Juan Doe (“Juan”) attended Harris Elementary during the 1990-91 and 1991-92 school years, where he attended a twice-a-week music class taught by Asher and another teacher. Asher cultivated a friendship with Juan and his brother Maruo, which continued after Juan withdrew from Harris on March 9, 1992, and was no longer Asher’s student. With the permission of Juan’s mother, Plaintiff Rosa Becerra, Asher spent considerable time with Juan and Maruo, including home music lessons, church activities, and trips to the zoo, the Astroworld theme park, and the Sea World theme park in San Antonio, Texas. Plaintiff Becerra was sometimes present for such activities and sometimes was not. Asher also provided gifts and financial assistance to the family.

*1542 On August 29, 1992, and on September 12, 1992, Asher, with Plaintiffs permission, was alone with Juan and Maruo at Plaintiffs home. Asher was to take the boys to Astroworld and to a dog show on those respective Saturdays. Before leaving on these outings, however, Asher sexually molested Juan. Juan’s grandmother witnessed the September 12, 1992, incident and informed Plaintiff. Asher thereafter wrote Plaintiff an incriminating note in which he pleaded with her not to press charges. Plaintiff reported Asher to the authorities and Asher was subsequently charged with indecency with a child in the 228th District Court of Harris County, Texas. Asher was temporarily reassigned to a non-teaching position by then-HISD Superintendent Frank Petruzielo until he voluntarily resigned his employment on December 5, 1992. Asher pled guilty to the indecency charge and'the state court sentenced him to 50 years in state prison, where he currently resides.

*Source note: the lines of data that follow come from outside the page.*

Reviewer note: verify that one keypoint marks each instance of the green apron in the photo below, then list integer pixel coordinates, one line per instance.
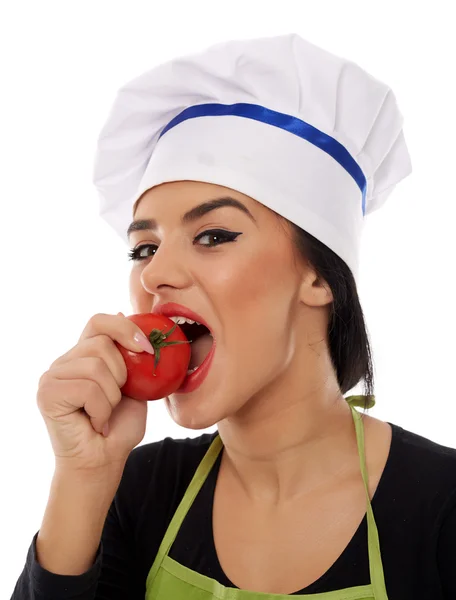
(169, 580)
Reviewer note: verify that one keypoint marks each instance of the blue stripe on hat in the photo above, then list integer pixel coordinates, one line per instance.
(282, 121)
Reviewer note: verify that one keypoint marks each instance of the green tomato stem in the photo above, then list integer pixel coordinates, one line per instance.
(158, 340)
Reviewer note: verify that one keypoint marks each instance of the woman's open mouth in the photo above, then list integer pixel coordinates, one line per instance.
(202, 351)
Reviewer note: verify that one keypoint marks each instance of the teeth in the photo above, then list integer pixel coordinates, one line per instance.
(181, 320)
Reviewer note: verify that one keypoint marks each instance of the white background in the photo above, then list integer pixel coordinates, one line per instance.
(61, 64)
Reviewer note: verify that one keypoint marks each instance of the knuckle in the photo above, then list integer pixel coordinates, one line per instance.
(96, 366)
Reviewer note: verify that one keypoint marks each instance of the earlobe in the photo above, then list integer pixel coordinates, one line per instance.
(315, 291)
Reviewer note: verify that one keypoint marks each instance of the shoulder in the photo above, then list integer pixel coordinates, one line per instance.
(169, 455)
(155, 478)
(426, 470)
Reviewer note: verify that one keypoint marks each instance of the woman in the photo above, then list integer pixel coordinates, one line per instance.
(249, 170)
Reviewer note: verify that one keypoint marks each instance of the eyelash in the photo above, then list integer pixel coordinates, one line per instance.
(227, 236)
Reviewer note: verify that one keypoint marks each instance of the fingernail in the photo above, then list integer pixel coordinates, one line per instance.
(142, 341)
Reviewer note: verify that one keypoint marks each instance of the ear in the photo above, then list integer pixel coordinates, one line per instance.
(314, 291)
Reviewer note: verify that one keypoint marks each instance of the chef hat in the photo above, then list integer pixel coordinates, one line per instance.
(306, 133)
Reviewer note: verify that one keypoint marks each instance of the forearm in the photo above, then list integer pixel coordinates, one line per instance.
(73, 521)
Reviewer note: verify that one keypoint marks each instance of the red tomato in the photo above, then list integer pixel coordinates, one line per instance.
(151, 377)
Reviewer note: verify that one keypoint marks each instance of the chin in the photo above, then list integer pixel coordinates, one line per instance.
(184, 414)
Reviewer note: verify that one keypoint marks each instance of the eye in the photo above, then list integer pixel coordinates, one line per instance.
(218, 236)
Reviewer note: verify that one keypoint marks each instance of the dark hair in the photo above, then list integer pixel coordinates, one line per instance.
(348, 337)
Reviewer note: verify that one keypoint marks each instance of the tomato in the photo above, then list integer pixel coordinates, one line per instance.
(151, 377)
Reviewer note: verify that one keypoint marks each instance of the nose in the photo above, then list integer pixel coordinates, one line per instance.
(167, 268)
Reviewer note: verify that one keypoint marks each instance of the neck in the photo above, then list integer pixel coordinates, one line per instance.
(288, 442)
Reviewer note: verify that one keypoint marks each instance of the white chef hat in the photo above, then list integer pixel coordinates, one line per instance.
(306, 133)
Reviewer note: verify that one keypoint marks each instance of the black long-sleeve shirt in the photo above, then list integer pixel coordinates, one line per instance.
(414, 508)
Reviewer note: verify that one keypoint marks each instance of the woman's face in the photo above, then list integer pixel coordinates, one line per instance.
(248, 290)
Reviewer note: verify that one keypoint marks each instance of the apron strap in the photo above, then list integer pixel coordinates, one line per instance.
(373, 543)
(195, 485)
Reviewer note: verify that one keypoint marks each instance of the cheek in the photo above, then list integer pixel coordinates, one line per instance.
(254, 298)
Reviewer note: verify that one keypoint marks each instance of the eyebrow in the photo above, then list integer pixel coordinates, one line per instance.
(192, 215)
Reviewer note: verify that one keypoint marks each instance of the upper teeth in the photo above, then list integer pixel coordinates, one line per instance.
(180, 320)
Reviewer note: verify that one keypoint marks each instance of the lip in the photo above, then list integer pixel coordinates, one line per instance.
(171, 309)
(193, 381)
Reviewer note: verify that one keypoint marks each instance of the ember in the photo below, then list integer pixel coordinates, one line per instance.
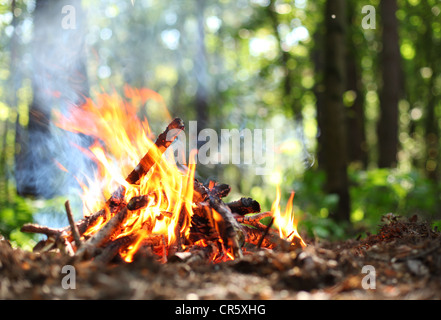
(159, 208)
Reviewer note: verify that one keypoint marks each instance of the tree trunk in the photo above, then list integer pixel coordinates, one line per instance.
(390, 94)
(318, 56)
(355, 118)
(334, 128)
(201, 70)
(59, 80)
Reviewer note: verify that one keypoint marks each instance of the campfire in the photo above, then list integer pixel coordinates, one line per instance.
(159, 209)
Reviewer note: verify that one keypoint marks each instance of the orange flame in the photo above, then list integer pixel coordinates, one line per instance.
(286, 222)
(121, 140)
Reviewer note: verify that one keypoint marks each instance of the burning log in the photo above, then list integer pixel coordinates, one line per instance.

Plaintiffs suit charges that Defendants violated Juan’s substantive due process right to bodily integrity and that HISD violated Juan’s right to the equal protection of the laws by maintaining a policy of transferring “troubled teachers,” including Asher, to schools predominately populated with minority students like Juan, who is Hispanic. Plaintiff also asserts state law negligence and intentional infliction of emotional distress claims against Defendants Joan Raymond, Sylvia Macy, and Barbara Turner (“the individual HISD Defendants”). HISD and the individual HISD Defendants have filed separate motions for summary judgment. 1 Additionally, Plaintiff has moved for partial summary judgment on the issue of whether HISD had a program to train its personnel in recognizing and dealing with sexual abuse of schoolchildren.

II. Discussion

A. The Summary Judgment Standard

Rule 56(c) provides that “[summary judgment] shall be rendered forthwith if the pleadings, depositions, answers to interrogatories, and admissions on file, together with the affidavits, if any, show that there is no genuine issue as to any material fact and that the moving party is entitled to judgment as a matter of law.” Fed.R.Civ.P. 56(c). A party seeking summary judgment bears the initial burden of informing the district court of the basis for the motion, and identifying those portions of the pleading, depositions, answers to interrogatories, and admissions on file, together with the affidavits, if any, which the moving party believes demonstrate the absence of a genuine issue of material fact. Celotex Corp. v. Catrett, 477 U.S. 317, 325, 106 S.Ct. 2548, 2554, 91 L.Ed.2d 265 (1986).

Once the movant carries this burden, the burden shifts to the nonmovant to show that summary judgment should not be granted. Id. at 323-27, 106 S.Ct. at 2553-54. A party opposing a properly-supported motion for summary judgment may not rest upon mere allegations or denials of his pleading, but must set forth specific facts showing the existence of a genuine issue for trial. Anderson v. Liberty Lobby, Inc., 477 U.S. 242, 256-57, 106 S.Ct. 2505, 2514-15, 91 L.Ed.2d 202 (1986). Unsubstantiated or conclusory assertions that a fact issue exists will not suffice. See Krim v. BancTexas Group, Inc., 989 F.2d 1435, 1442 (5th Cir.1993); Thomas v. Price, 975 F.2d 231, 235 (5th Cir.1992).